Shareholders, Managers, and Capitalism

By James Kwak

This morning I posted an article over at Medium about the question—raised again by Goldman analysts earlier this month—of whether JPMorgan should be broken up. The answer is obviously yes. The interesting thing is that this is not a socialist-vs.-capitalist, academic-vs.-manager, regulator-vs.-businessman sort of argument. It’s a shareholder-vs.-manager issue, and the shareholders are wondering why Jamie Dimon insists on defending an empire that is best known for crime and ineptitude.

Earlier this month I wrote another Medium article about whether or not directors have a so-called fiduciary duty to maximize profits. The answer is no. They can do pretty much whatever they want, as long as they have enough sense to come up with some sort of plausible justification for whatever else it is that they want to do. Whether that’s a good thing or a bad thing is a closer question, and it depends on whether you view directors as protectors of great institutions against rapacious fund managers, or whether you see them as cronies who are too willing to cater to their golf-club buddies in the executive suites.

3 thoughts on “Shareholders, Managers, and Capitalism

  1. Wow! This is really interesting material and leading thought on the subjects as well. Nice!

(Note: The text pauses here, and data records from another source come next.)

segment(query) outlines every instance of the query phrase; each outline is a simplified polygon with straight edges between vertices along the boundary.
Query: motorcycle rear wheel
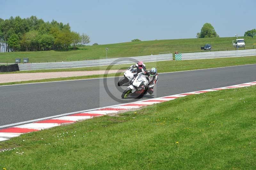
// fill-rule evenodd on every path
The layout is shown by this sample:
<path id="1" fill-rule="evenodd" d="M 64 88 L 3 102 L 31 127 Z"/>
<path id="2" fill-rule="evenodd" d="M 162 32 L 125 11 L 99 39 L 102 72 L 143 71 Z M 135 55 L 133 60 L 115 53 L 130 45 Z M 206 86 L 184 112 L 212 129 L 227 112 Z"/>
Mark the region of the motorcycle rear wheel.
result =
<path id="1" fill-rule="evenodd" d="M 122 98 L 127 98 L 131 92 L 132 92 L 132 89 L 128 87 L 123 92 L 121 97 Z"/>
<path id="2" fill-rule="evenodd" d="M 122 86 L 125 83 L 128 82 L 129 81 L 127 77 L 124 76 L 117 83 L 117 86 Z"/>

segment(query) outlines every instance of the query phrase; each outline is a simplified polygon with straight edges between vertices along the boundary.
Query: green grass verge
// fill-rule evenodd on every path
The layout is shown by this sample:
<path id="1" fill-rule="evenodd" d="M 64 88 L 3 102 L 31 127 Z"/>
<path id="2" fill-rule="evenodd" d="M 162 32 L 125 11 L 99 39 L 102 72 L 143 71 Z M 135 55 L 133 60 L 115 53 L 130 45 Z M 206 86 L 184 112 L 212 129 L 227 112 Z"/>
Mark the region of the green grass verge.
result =
<path id="1" fill-rule="evenodd" d="M 247 46 L 252 46 L 255 43 L 255 38 L 250 37 L 241 37 L 244 38 Z M 160 52 L 176 50 L 185 51 L 200 50 L 200 45 L 206 43 L 212 44 L 213 49 L 232 47 L 232 40 L 235 37 L 192 38 L 176 40 L 165 40 L 140 42 L 130 42 L 116 44 L 87 46 L 79 48 L 77 50 L 68 51 L 53 50 L 44 51 L 19 52 L 0 53 L 0 63 L 14 62 L 16 58 L 29 58 L 29 62 L 33 63 L 75 61 L 99 59 L 106 58 L 106 48 L 108 48 L 108 58 L 132 57 L 158 54 Z M 256 46 L 254 47 L 255 48 Z M 252 49 L 251 47 L 246 49 Z M 240 48 L 239 49 L 243 49 Z M 234 48 L 229 50 L 235 50 Z M 220 50 L 227 50 L 226 49 Z"/>
<path id="2" fill-rule="evenodd" d="M 0 153 L 0 167 L 255 169 L 256 92 L 252 86 L 189 95 L 22 135 L 0 143 L 15 148 Z"/>
<path id="3" fill-rule="evenodd" d="M 181 61 L 169 61 L 146 63 L 146 66 L 148 69 L 152 67 L 155 67 L 157 69 L 158 73 L 165 73 L 175 71 L 190 70 L 197 69 L 233 66 L 238 66 L 245 64 L 256 63 L 256 56 L 246 57 L 237 58 L 213 58 L 211 59 L 202 59 L 200 60 L 193 60 Z M 111 69 L 125 69 L 130 66 L 131 64 L 122 65 L 114 66 Z M 92 67 L 66 69 L 54 70 L 43 70 L 31 71 L 16 72 L 6 72 L 1 73 L 37 73 L 44 72 L 52 72 L 53 71 L 92 71 L 97 70 L 106 70 L 108 66 L 100 67 Z M 110 74 L 108 76 L 119 76 L 121 75 L 121 73 Z M 70 77 L 60 78 L 43 80 L 36 80 L 31 81 L 26 81 L 19 82 L 5 83 L 0 83 L 0 86 L 9 84 L 16 84 L 21 83 L 34 83 L 38 82 L 52 81 L 85 79 L 92 78 L 103 77 L 104 75 L 92 75 L 85 76 L 72 77 Z"/>

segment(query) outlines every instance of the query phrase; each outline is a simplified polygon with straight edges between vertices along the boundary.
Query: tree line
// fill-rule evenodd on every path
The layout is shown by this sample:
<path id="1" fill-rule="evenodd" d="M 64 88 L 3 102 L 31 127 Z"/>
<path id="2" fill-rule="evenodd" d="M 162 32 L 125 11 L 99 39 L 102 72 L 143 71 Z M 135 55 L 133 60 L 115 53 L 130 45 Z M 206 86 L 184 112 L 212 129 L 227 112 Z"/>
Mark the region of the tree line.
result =
<path id="1" fill-rule="evenodd" d="M 45 22 L 33 16 L 0 18 L 0 52 L 67 50 L 90 42 L 88 35 L 71 31 L 68 23 Z"/>
<path id="2" fill-rule="evenodd" d="M 253 38 L 256 36 L 256 29 L 249 30 L 244 33 L 244 36 L 249 36 Z M 204 24 L 201 29 L 201 32 L 196 34 L 197 38 L 213 38 L 220 37 L 217 34 L 212 26 L 209 23 Z"/>

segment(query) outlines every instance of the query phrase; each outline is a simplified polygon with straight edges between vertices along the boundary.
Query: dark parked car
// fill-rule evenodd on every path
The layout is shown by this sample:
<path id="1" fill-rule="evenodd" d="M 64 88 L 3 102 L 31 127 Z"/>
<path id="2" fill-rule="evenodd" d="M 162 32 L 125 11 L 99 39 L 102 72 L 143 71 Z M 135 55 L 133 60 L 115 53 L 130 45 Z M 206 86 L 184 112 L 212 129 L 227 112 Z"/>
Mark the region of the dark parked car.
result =
<path id="1" fill-rule="evenodd" d="M 212 46 L 211 44 L 207 44 L 204 45 L 204 50 L 212 50 Z"/>
<path id="2" fill-rule="evenodd" d="M 212 46 L 211 44 L 207 44 L 204 45 L 201 45 L 201 50 L 212 50 Z"/>

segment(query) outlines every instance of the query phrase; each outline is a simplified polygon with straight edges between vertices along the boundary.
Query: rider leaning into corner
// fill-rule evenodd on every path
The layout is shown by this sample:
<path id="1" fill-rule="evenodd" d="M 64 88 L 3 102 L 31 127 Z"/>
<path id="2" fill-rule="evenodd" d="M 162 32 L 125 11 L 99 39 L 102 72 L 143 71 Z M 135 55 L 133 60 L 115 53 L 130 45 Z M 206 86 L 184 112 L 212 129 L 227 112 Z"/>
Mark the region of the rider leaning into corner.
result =
<path id="1" fill-rule="evenodd" d="M 154 87 L 158 81 L 157 70 L 155 68 L 153 67 L 150 70 L 150 71 L 148 72 L 147 74 L 148 81 L 149 82 L 147 87 L 148 88 L 148 92 L 149 94 L 152 95 L 154 91 Z"/>
<path id="2" fill-rule="evenodd" d="M 142 61 L 139 61 L 138 63 L 134 65 L 132 65 L 130 67 L 130 68 L 131 67 L 136 67 L 137 68 L 137 73 L 138 73 L 142 72 L 144 74 L 147 73 L 146 66 L 143 64 Z"/>

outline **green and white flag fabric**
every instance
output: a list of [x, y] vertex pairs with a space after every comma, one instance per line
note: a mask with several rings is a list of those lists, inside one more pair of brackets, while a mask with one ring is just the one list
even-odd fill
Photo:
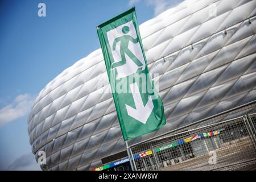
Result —
[[99, 25], [100, 39], [125, 140], [166, 124], [163, 102], [148, 74], [135, 8]]

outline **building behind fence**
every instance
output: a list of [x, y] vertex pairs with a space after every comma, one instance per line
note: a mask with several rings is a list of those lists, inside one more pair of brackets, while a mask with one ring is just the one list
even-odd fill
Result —
[[256, 169], [256, 102], [130, 146], [137, 170]]

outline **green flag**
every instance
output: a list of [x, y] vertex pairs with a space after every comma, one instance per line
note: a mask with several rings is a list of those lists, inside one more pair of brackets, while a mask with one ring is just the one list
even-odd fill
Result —
[[163, 102], [148, 74], [135, 8], [99, 25], [100, 39], [125, 140], [166, 124]]

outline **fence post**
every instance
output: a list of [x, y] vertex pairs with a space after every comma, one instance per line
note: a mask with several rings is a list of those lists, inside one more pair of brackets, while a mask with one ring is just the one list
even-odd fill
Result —
[[247, 117], [248, 118], [248, 120], [250, 122], [251, 126], [253, 128], [253, 133], [254, 134], [254, 136], [256, 137], [256, 129], [255, 129], [254, 125], [253, 125], [253, 122], [251, 121], [251, 117], [250, 116], [250, 115], [249, 114], [247, 114]]
[[131, 160], [132, 163], [133, 163], [133, 167], [134, 168], [134, 171], [137, 171], [137, 167], [136, 167], [136, 163], [135, 162], [134, 158], [133, 157], [133, 151], [131, 151], [131, 148], [130, 147], [129, 148], [130, 150], [130, 153], [131, 154]]
[[129, 158], [130, 165], [131, 167], [131, 171], [136, 171], [134, 167], [134, 163], [133, 162], [133, 156], [130, 151], [130, 148], [128, 146], [128, 142], [127, 141], [125, 141], [125, 145], [126, 146], [127, 154], [128, 154], [128, 158]]
[[159, 162], [158, 162], [158, 156], [156, 156], [156, 154], [155, 154], [155, 150], [154, 149], [153, 146], [152, 145], [151, 143], [150, 143], [150, 147], [151, 148], [152, 152], [153, 153], [153, 156], [155, 158], [155, 163], [156, 164], [156, 168], [157, 168], [158, 171], [161, 171], [159, 165], [158, 165]]
[[254, 146], [255, 150], [256, 150], [256, 142], [254, 137], [253, 137], [253, 133], [251, 131], [251, 128], [250, 126], [250, 123], [249, 123], [248, 119], [246, 115], [243, 115], [243, 120], [245, 122], [245, 124], [248, 131], [249, 135], [250, 136], [250, 138], [251, 138], [251, 142], [253, 142], [253, 146]]

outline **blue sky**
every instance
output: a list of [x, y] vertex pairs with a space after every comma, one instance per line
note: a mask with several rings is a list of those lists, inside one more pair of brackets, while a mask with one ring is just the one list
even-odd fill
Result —
[[[100, 48], [96, 26], [135, 6], [139, 24], [182, 0], [0, 1], [0, 170], [40, 168], [27, 118], [33, 100], [63, 70]], [[46, 17], [38, 5], [46, 5]]]

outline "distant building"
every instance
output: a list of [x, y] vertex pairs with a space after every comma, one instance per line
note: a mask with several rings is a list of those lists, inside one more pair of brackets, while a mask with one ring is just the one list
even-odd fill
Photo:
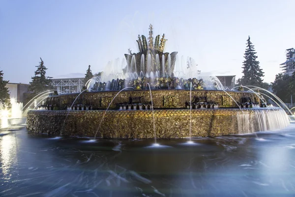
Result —
[[225, 89], [231, 90], [235, 87], [236, 75], [216, 76], [219, 79]]
[[84, 78], [52, 79], [54, 88], [65, 93], [81, 92], [84, 86]]
[[29, 86], [29, 84], [23, 83], [7, 83], [6, 87], [8, 88], [11, 99], [14, 98], [18, 102], [25, 102], [27, 94], [30, 93]]
[[295, 49], [293, 48], [286, 50], [287, 60], [281, 64], [281, 68], [284, 75], [291, 76], [295, 71]]

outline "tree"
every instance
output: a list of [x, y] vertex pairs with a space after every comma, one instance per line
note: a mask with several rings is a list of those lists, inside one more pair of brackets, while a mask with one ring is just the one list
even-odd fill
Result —
[[85, 78], [84, 78], [84, 85], [86, 86], [86, 83], [90, 79], [93, 78], [93, 75], [92, 73], [91, 70], [90, 69], [90, 65], [88, 66], [88, 69], [86, 70], [86, 74], [85, 74]]
[[44, 63], [41, 58], [41, 62], [39, 65], [36, 66], [37, 70], [35, 71], [35, 75], [32, 77], [32, 81], [30, 82], [29, 90], [35, 93], [40, 93], [48, 90], [53, 88], [51, 85], [51, 78], [47, 77], [46, 70], [47, 68], [44, 66]]
[[8, 93], [8, 88], [6, 85], [9, 81], [3, 79], [3, 70], [0, 70], [0, 103], [3, 107], [10, 104], [10, 96]]
[[292, 91], [293, 81], [292, 77], [288, 74], [277, 74], [274, 81], [271, 83], [273, 93], [283, 101], [290, 102], [291, 94], [295, 93], [295, 92]]
[[245, 51], [245, 61], [243, 62], [243, 71], [244, 75], [238, 83], [243, 86], [262, 86], [263, 81], [262, 77], [264, 76], [262, 69], [259, 66], [259, 62], [256, 60], [257, 56], [254, 49], [254, 45], [250, 41], [250, 36], [247, 40], [247, 47]]

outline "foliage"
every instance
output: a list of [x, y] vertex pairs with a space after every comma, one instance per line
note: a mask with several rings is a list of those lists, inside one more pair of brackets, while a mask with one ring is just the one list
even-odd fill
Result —
[[243, 71], [242, 78], [238, 79], [239, 85], [243, 86], [255, 86], [261, 87], [263, 85], [262, 77], [264, 72], [259, 66], [259, 62], [256, 60], [257, 56], [254, 49], [254, 45], [250, 40], [250, 36], [247, 40], [247, 47], [245, 51], [245, 61], [243, 62]]
[[52, 77], [47, 77], [46, 70], [47, 68], [44, 66], [44, 63], [41, 58], [41, 62], [39, 65], [36, 66], [37, 70], [35, 71], [35, 74], [32, 77], [32, 81], [30, 82], [29, 90], [35, 93], [40, 93], [48, 90], [53, 89], [51, 85], [51, 78]]
[[290, 102], [291, 95], [294, 96], [295, 93], [292, 87], [294, 81], [292, 77], [288, 75], [277, 74], [274, 81], [272, 83], [273, 93], [283, 101]]
[[85, 86], [86, 85], [86, 83], [93, 77], [91, 70], [90, 69], [90, 65], [88, 66], [88, 69], [86, 70], [86, 74], [85, 74], [85, 78], [84, 78], [84, 85]]
[[8, 93], [8, 88], [6, 85], [9, 81], [3, 79], [3, 70], [0, 70], [0, 103], [3, 107], [10, 104], [10, 96]]

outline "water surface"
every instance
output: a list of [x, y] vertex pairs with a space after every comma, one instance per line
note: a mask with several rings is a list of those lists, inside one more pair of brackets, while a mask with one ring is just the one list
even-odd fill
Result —
[[295, 196], [295, 124], [273, 132], [159, 140], [0, 131], [0, 196]]

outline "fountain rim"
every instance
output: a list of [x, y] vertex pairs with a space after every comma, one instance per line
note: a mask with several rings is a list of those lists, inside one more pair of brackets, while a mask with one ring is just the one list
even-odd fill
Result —
[[[152, 89], [151, 90], [151, 92], [157, 92], [157, 91], [190, 91], [190, 89]], [[224, 91], [226, 92], [232, 92], [232, 93], [249, 93], [249, 92], [248, 91], [237, 91], [237, 90], [191, 90], [192, 92], [222, 92], [224, 93]], [[85, 93], [88, 93], [88, 94], [97, 94], [98, 93], [106, 93], [106, 92], [119, 92], [120, 90], [102, 90], [101, 91], [95, 91], [95, 92], [90, 92], [90, 91], [86, 91], [85, 92]], [[134, 91], [148, 91], [149, 92], [149, 90], [148, 89], [144, 89], [144, 90], [136, 90], [136, 89], [133, 89], [133, 90], [125, 90], [124, 91], [124, 92], [134, 92]], [[52, 96], [49, 96], [49, 97], [59, 97], [61, 95], [78, 95], [79, 94], [80, 94], [81, 92], [79, 92], [79, 93], [66, 93], [66, 94], [60, 94], [60, 95], [52, 95]]]

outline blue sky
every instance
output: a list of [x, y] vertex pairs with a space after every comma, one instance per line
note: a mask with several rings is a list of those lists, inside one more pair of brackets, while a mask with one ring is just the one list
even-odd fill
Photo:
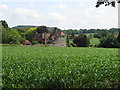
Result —
[[10, 27], [117, 28], [118, 8], [95, 8], [95, 4], [96, 0], [1, 0], [0, 20], [6, 20]]

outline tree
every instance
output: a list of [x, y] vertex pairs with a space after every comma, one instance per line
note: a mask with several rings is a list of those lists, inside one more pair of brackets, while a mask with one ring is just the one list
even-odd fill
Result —
[[78, 37], [75, 37], [73, 42], [77, 45], [77, 47], [88, 47], [90, 44], [89, 39], [84, 34], [80, 34]]
[[112, 7], [115, 7], [116, 3], [120, 3], [120, 0], [97, 0], [96, 7], [99, 7], [102, 4], [105, 6], [111, 5]]
[[119, 31], [119, 34], [118, 34], [117, 40], [118, 40], [118, 42], [120, 43], [120, 31]]
[[47, 33], [48, 29], [46, 26], [39, 26], [39, 27], [37, 27], [37, 32], [38, 33], [45, 33], [45, 32]]
[[120, 44], [118, 43], [118, 40], [116, 37], [109, 35], [107, 37], [103, 37], [100, 40], [100, 47], [104, 48], [119, 48]]
[[3, 29], [4, 30], [2, 32], [2, 43], [20, 44], [24, 40], [17, 30], [10, 28]]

  2. It seems to me that somewhere between these scope and scale arguments we are faced with an empirical realism that splinters the false dichotomy in the schism between the global and the local. Inevitably they find themselves in an identity crisis and sorting it out ends up in some degree of self destruction or reorganization. The priorities between shareholders as local and globalized at the same time are of the essence in this dilemma and paradox..

  3. I have felt that the corporate disputes of the early 21st century will not be management/labor, but management/shareholder. Our laws have been making corporate governance increasingly opaque — and increasingly absurd executive compensation must be at the expense of shareholder value.